Yirmi yılı aşkın bir zaman uğraş git bir
kahvede çok cüzi bir paraya çalış ve hiç okul okumayan biri gelsin sana çok
kaba davransın ne kadar doğru? Bu sorunlardan dolayı şahit olduğumuz binlerce
insan memleketi terk edip bir maceraya girdi. Çoluk çocuğunu evini barkını
bırakıp gitti. Reklamlarda bile bu insanlar alay konusu olmaya başladı. “En az
üniversite mezunu” Bu ibare birçok insanı derinden yaralamış ve üzmüştür.
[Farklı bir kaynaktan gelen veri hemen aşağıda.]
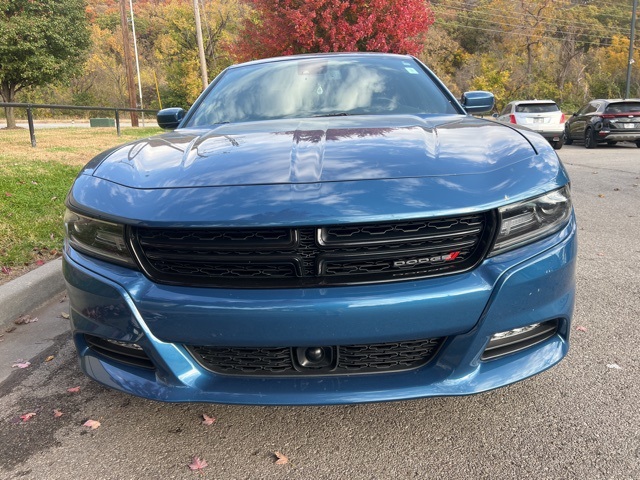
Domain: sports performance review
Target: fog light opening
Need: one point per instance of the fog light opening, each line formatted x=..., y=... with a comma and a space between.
x=314, y=358
x=517, y=339
x=124, y=352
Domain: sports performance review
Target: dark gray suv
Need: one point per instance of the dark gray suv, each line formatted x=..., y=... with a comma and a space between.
x=605, y=121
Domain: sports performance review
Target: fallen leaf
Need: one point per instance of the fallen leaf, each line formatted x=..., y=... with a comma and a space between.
x=198, y=464
x=92, y=424
x=281, y=458
x=207, y=420
x=24, y=319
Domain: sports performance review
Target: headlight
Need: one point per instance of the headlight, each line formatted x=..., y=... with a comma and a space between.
x=528, y=221
x=97, y=238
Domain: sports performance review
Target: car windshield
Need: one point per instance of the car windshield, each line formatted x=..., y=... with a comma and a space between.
x=536, y=108
x=623, y=107
x=321, y=86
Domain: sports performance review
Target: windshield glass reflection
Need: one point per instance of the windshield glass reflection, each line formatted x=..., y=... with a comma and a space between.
x=323, y=86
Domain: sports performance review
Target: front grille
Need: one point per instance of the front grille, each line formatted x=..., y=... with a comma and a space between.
x=351, y=359
x=312, y=256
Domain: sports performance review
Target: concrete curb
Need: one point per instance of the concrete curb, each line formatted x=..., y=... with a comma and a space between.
x=30, y=291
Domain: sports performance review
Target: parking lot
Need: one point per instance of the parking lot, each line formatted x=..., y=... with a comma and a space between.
x=580, y=419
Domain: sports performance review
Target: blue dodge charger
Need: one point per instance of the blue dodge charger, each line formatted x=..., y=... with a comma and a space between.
x=322, y=229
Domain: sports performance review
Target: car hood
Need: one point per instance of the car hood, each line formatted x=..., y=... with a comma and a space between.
x=316, y=150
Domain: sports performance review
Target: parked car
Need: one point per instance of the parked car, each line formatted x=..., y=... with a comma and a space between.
x=542, y=116
x=322, y=229
x=605, y=121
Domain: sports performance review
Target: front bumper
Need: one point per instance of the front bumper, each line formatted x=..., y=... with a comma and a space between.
x=614, y=136
x=529, y=285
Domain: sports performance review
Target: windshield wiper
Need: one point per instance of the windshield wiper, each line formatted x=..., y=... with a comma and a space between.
x=340, y=114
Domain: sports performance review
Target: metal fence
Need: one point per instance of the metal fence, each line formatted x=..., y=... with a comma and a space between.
x=30, y=107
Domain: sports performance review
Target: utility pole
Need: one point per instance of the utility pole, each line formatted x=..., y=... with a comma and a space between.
x=203, y=60
x=135, y=51
x=131, y=85
x=631, y=40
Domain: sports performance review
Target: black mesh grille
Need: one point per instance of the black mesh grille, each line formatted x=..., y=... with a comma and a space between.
x=312, y=256
x=351, y=359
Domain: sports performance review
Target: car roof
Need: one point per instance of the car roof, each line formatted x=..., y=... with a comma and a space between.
x=321, y=55
x=615, y=100
x=518, y=102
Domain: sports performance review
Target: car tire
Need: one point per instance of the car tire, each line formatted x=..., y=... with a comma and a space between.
x=589, y=139
x=567, y=139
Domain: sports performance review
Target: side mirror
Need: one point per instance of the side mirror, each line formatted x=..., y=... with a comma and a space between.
x=478, y=101
x=170, y=118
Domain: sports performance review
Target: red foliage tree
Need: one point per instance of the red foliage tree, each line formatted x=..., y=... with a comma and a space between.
x=285, y=27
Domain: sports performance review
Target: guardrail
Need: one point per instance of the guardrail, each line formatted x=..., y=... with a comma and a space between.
x=31, y=106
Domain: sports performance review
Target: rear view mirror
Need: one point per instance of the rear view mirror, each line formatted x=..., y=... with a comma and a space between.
x=170, y=118
x=478, y=101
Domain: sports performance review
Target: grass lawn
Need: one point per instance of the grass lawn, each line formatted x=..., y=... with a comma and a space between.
x=34, y=183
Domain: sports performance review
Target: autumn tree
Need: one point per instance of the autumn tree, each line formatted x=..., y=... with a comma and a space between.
x=288, y=27
x=40, y=43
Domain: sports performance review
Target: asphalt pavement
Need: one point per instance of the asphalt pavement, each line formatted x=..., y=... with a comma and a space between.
x=579, y=420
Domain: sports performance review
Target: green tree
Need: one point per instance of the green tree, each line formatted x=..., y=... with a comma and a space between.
x=41, y=42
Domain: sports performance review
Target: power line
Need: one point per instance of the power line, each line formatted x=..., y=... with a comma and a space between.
x=462, y=5
x=502, y=32
x=552, y=21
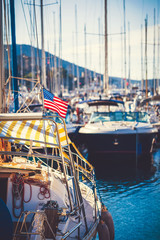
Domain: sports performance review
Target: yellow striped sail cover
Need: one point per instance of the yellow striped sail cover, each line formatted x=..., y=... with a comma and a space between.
x=33, y=130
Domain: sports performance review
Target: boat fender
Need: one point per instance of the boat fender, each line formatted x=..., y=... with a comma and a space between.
x=103, y=231
x=107, y=218
x=6, y=224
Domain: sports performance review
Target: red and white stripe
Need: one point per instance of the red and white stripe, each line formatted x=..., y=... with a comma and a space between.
x=57, y=105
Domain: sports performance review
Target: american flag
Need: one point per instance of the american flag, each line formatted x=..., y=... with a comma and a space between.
x=54, y=103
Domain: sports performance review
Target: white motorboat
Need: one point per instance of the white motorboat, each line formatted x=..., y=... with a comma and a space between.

Sınava hazırlanan öğrencilere bakıyoruz
ne istediğini tam olarak bilmeyen şaşkın halde bir öğrenci kitlesi, karşılığı
olmayan bir durumun neler getirebileceğini kestiremeyen bir kitle. Bunları
motive etmek bir hayli zor. Bu insanlara sadece telefon almak için fon
oluşturmak seçim kampanyasından başka bir şey değildir.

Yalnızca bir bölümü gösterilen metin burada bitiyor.